Yes, the neutral bar and the ground bar would be bonded together in the main panel but, not in a sub panel.
I'm not a big fan of using conduit as a ground conductor but, it will suffice for now.
 
This is probably a 100 amp main as it is two ganged 50 amps, if that is how this translates. This panel supplies a single wide and the sub-panel is new and well wired. I do need an upgrade on the main panel!

I would prefer a direct ground to the main breaker box, but the meter is off-limits. Most likely, a second ground direct to the box is going to defeat the ground fault path, but have to confirm this.

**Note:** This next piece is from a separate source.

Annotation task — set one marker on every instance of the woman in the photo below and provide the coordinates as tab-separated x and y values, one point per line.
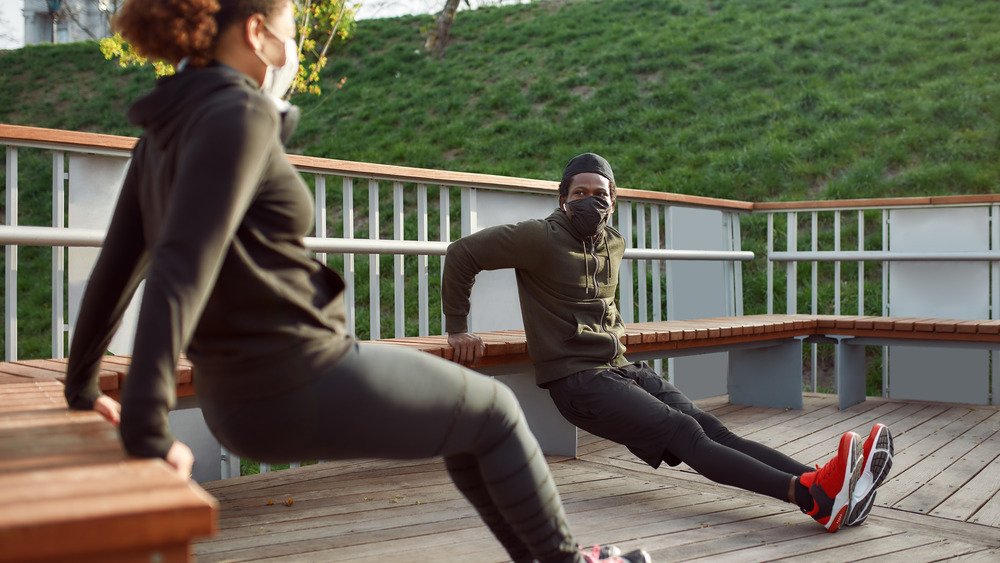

So it looks like this setup is OK for the time being as I now realize the havoc this bad breaker was doing to our place as we lost some appliances.

I am thinking about replacing the well dual 20 amp breaker as there was a clay wasp nest on the buss bar, some of it fell down.

Thanks for the help!
 
This is probably a 100 amp main as it is two ganged 50 amps, if that is how this translates. This panel supplies a single wide and the sub-panel is new and well wired. I do need an upgrade on the main panel!

I would prefer a direct ground to the main breaker box, but the meter is off-limits. Most likely, a second ground direct to the box is going to defeat the ground fault path, but have to confirm this.

So it looks like this setup is OK for the time being as I now realize the havoc this bad breaker was doing to our place as we lost some appliances.

I am thinking about replacing the well dual 20 amp breaker as there was a clay wasp nest on the buss bar, some of it fell down.

Thanks for the help!

100A service has two ganged 100A breakers. That is a 50A service which is very small... a matter of opinion, of course. 200A (4 times what you have) is whats common now, though I can get by on 100A just fine as long as there's not electric heat or instant hot water. Perhaps 50A is common for mobile homes, I'm not sure?

The grounding looks correct if the neutral bar is bonded to the case, since that is where your ground is hooked up. Newer setups would have a separate ground/neutral bus, but you're fine without it until you feel like updating.